The Troubles is the common name for the ethno-nationalist conflict in Northern Ireland that spilled over at various times into parts of the Republic of Ireland, England and mainland Europe. The conflict began in the late 1960s and is deemed by many to have ended with the Belfast “Good Friday” Agreement of 1998, although there has been sporadic violence since then. Internationally, it is also commonly called the Northern Ireland conflict and has been described as a war.

The conflict was primarily a political one, but it also had an ethnic or sectarian dimension, although it was not a religious conflict. A key issue was the constitutional status of Northern Ireland. Unionists/loyalists, who are mostly Protestants and consider themselves British, generally want Northern Ireland to remain within the United Kingdom. Irish nationalists/republicans, who are mostly Roman Catholics and view themselves as Irish, generally want it to leave the United Kingdom and join a united Ireland.

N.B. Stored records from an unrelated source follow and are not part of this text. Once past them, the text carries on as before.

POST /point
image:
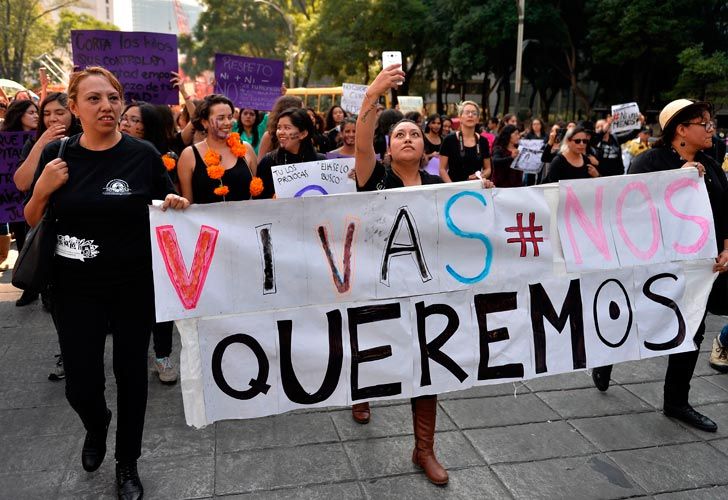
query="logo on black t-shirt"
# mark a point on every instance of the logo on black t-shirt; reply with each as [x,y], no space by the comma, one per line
[117,187]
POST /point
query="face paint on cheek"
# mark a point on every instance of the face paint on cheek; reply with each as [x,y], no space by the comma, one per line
[215,126]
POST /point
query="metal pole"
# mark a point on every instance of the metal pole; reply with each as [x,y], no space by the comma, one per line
[291,51]
[521,5]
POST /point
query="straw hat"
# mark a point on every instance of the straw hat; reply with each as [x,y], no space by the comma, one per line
[672,109]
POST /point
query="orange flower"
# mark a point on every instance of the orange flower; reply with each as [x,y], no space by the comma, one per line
[169,162]
[211,158]
[256,186]
[233,139]
[238,150]
[215,171]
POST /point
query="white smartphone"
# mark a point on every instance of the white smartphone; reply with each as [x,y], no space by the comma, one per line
[390,57]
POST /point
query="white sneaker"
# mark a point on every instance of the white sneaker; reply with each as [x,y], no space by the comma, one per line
[719,356]
[166,370]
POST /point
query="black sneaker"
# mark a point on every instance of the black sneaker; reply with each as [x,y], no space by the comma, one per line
[687,414]
[94,447]
[601,376]
[26,299]
[128,484]
[58,372]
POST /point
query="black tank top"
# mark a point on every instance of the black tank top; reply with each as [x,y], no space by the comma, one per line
[237,179]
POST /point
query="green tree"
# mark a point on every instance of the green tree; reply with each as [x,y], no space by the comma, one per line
[25,34]
[703,76]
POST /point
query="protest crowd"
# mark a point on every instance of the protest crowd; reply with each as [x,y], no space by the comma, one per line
[96,161]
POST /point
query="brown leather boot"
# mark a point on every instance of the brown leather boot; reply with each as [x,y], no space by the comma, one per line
[360,413]
[424,416]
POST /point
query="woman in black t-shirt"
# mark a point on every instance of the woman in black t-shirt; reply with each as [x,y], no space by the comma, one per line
[465,152]
[294,135]
[572,163]
[407,148]
[102,272]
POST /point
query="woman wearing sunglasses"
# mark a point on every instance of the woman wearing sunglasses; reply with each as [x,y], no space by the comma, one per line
[572,162]
[687,130]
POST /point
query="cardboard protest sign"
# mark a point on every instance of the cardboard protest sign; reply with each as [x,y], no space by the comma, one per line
[388,294]
[529,156]
[142,61]
[352,96]
[410,103]
[330,176]
[247,81]
[626,117]
[11,200]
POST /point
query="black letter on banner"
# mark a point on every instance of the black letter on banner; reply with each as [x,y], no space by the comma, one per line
[490,303]
[541,307]
[395,249]
[667,302]
[614,313]
[360,316]
[266,255]
[432,349]
[342,283]
[258,384]
[291,386]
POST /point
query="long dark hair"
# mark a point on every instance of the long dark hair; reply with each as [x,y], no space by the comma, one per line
[255,133]
[300,119]
[62,98]
[504,137]
[14,115]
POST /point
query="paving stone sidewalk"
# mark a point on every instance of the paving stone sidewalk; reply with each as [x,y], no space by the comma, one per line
[555,437]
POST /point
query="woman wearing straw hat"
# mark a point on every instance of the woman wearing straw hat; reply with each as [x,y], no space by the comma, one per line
[687,130]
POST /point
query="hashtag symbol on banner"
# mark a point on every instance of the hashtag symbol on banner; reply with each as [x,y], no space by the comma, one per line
[524,240]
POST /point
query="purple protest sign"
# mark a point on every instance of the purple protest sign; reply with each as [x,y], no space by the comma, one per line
[247,81]
[141,61]
[11,200]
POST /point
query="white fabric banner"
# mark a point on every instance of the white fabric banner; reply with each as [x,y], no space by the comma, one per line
[325,301]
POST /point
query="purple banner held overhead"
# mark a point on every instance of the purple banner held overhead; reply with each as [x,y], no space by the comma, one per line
[11,200]
[141,61]
[247,81]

The source of the conflict dates to 1609, when Scottish and English settlers, known as planters, were given land confiscated from the native Irish in the Plantation of Ulster. Coupled with Protestant immigration to “unplanted” areas of Ulster, particularly Antrim and Down, this resulted in conflict between the native Catholics and the “planters”, leading in turn to two bloody ethno-religious conflicts known as the Irish Confederate Wars (1641–53) and the Williamite war (1689–91), both of which resulted in Protestant victories.